A fronte delle prospettazioni delle parti in causa il Tribunale di Bologna ha rilevato anzitutto che l'”oggetto della controversia fra le parti è la legittimità del diniego da parte della datrice di lavoro” delle ferie che il lavoratore aveva chiesto da ultimo. Tanto giustamente premesso, il Tribunale ha quindi richiamato l’orientamento giurisprudenziale secondo cui “il lavoratore non può, contro l’espresso divieto del datore di lavoro, assentarsi unilateralmente a titolo di ferie in un periodo da lui scelto arbitrariamente che non coincida con quello stabilito dal datore di lavoro o concordato con le rappresentanze aziendali oppure preventivamente stabilito all’inizio dell’anno, atteso il contratto con le esigenze di un ordinato svolgimento dell’attività tecnico produttiva dell’impresa (già Cass. civ. sez. lav. n. 5393/1992)”. Sulla base di questi principi il Tribunale di Bologna ha ritenuto che anche laddove fosse stato illegittimo il diniego della società alla fruizione delle ferie, “tale supposta illegittimità non avrebbe comunque autorizzato il […] a essere assente dal lavoro, poiché – terminato il periodo di malattia – in assenza di autorizzazione della società avrebbe dovuto riprendere l’attività lavorativa, ma così non è stato.

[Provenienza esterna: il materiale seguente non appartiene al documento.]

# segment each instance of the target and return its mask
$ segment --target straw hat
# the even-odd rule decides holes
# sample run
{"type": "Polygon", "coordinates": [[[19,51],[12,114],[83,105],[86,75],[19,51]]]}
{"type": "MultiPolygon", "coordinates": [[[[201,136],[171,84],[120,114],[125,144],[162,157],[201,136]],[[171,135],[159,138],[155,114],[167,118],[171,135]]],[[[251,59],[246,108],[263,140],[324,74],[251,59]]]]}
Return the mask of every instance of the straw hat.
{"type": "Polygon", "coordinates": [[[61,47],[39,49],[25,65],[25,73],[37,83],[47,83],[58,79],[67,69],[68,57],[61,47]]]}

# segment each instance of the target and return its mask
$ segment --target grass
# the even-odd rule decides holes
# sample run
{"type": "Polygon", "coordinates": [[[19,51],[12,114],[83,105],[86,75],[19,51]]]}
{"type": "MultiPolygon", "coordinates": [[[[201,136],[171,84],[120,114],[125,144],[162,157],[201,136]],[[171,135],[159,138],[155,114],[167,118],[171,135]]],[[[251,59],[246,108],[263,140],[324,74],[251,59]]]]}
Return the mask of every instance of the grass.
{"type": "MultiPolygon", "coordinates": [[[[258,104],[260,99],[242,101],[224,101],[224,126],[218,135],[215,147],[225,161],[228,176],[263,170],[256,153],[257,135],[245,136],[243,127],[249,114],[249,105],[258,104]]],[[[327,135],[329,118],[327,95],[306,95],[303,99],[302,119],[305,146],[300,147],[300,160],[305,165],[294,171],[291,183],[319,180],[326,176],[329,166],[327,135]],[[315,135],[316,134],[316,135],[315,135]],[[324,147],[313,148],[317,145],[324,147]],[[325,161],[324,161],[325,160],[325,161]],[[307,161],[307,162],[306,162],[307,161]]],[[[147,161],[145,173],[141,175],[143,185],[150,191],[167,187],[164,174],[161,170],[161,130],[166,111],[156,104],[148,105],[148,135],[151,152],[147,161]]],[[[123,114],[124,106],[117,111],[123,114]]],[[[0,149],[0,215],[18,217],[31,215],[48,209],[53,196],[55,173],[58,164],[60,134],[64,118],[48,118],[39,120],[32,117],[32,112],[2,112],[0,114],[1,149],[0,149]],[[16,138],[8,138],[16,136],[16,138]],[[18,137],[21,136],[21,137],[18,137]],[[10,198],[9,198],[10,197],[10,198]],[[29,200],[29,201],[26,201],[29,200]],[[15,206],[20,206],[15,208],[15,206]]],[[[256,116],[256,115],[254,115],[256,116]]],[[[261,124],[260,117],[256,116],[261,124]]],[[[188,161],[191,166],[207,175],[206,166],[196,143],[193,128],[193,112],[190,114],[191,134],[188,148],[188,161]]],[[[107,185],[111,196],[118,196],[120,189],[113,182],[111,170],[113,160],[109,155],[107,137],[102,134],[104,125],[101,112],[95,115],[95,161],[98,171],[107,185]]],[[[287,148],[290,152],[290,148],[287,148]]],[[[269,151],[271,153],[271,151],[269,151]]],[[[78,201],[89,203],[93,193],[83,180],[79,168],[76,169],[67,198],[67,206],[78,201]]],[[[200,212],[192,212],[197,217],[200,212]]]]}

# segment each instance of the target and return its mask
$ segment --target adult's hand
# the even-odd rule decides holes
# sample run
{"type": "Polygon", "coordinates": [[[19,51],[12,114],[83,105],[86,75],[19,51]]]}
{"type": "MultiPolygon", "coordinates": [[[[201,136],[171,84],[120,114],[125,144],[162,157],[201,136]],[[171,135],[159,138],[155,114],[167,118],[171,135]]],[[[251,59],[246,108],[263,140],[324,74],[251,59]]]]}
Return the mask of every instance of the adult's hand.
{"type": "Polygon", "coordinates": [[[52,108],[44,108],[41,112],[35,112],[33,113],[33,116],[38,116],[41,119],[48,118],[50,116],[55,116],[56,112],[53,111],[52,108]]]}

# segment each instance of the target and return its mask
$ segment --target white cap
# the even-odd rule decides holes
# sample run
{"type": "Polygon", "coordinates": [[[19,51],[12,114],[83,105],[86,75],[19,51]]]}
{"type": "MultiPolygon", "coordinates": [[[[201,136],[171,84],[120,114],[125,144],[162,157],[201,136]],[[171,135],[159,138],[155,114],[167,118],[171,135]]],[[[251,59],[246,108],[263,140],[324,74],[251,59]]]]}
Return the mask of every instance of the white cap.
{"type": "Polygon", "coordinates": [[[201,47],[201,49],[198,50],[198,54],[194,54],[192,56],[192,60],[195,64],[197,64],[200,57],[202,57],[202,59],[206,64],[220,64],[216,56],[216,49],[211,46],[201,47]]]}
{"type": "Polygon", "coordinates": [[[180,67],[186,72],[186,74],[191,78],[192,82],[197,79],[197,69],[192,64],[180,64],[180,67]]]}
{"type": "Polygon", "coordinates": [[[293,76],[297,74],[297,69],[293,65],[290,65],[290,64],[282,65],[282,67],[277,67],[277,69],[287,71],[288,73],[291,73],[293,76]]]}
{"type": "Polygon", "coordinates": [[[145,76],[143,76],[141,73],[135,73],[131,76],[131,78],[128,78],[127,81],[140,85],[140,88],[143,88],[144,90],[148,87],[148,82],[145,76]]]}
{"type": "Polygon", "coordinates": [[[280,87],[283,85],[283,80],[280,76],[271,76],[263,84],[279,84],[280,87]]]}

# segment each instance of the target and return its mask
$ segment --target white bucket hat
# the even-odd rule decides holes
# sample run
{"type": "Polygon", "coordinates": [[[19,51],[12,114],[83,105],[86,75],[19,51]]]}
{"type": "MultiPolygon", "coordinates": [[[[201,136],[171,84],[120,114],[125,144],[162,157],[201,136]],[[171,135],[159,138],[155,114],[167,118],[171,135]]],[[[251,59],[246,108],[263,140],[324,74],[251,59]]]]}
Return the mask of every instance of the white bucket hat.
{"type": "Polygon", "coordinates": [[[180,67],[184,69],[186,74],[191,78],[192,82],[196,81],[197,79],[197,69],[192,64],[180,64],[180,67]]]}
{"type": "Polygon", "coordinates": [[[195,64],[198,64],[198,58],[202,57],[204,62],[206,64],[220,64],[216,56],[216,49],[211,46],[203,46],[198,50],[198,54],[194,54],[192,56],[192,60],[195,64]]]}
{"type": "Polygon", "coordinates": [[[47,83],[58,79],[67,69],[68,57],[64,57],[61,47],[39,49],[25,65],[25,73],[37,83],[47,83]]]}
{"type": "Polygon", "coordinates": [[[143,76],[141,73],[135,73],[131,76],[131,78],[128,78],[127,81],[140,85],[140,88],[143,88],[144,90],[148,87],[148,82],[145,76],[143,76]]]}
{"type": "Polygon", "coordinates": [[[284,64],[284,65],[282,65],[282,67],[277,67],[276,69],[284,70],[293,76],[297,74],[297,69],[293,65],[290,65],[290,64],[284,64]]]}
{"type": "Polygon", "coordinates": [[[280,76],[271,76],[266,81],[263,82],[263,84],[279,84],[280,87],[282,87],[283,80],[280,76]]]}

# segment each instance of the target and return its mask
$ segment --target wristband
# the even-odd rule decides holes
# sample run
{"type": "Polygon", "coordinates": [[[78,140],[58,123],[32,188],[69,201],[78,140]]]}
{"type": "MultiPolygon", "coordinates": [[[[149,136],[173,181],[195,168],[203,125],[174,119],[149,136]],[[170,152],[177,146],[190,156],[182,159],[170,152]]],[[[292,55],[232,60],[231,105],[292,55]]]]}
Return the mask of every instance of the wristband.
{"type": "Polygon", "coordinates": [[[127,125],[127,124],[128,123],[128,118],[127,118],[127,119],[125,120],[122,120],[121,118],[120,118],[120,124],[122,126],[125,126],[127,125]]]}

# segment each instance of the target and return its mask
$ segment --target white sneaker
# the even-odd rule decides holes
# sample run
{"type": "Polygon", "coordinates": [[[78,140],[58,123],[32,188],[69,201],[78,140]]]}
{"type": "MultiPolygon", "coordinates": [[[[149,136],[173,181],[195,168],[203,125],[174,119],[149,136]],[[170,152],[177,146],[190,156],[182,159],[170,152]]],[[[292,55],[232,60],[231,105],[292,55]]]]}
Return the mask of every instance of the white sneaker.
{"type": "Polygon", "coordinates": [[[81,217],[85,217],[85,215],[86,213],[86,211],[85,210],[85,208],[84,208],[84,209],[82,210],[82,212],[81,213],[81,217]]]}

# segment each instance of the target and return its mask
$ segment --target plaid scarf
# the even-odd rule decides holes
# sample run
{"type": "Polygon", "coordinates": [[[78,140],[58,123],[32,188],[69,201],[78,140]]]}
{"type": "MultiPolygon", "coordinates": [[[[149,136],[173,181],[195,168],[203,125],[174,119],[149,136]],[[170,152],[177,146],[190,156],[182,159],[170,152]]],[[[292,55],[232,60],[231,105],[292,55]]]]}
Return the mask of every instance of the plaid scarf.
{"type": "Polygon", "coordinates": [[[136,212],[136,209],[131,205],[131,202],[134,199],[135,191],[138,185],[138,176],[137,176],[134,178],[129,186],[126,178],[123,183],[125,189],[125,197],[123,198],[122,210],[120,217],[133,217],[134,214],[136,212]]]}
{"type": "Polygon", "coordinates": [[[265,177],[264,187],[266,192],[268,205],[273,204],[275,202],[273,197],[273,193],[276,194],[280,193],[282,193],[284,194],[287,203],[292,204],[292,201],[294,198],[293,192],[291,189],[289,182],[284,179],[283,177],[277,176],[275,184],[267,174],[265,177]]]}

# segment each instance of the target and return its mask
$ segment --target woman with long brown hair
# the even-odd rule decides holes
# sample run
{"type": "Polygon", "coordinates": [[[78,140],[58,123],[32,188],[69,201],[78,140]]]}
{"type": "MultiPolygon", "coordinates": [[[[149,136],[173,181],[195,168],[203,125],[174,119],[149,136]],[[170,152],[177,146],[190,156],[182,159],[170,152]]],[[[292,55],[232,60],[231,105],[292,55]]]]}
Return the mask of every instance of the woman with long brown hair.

Dunque, nei giorni contestati la sua assenza deve ritenersi ingiustificata, perché non autorizzata“.

In conclusione: il Tribunale conferma l’orientamento della giurisprudenza secondo il quale la concessione delle ferie costituisce una prerogativa riconducibile al potere organizzativo del datore di lavoro e che, trattandosi di un periodo di tempo che deve essere coordinato con le esigenze di un ordinato svolgimento dell’attività di impresa, il lavoratore non può scegliere unilateralmente il periodo di loro godimento. Le conseguenze di un eventuale “colpo di testa” del lavoratore posso essere pesanti, l’azienda potendo sanzionare il dipendente che dopo aver visto respinta la richiesta di ferie si sia ugualmente messo in ferie.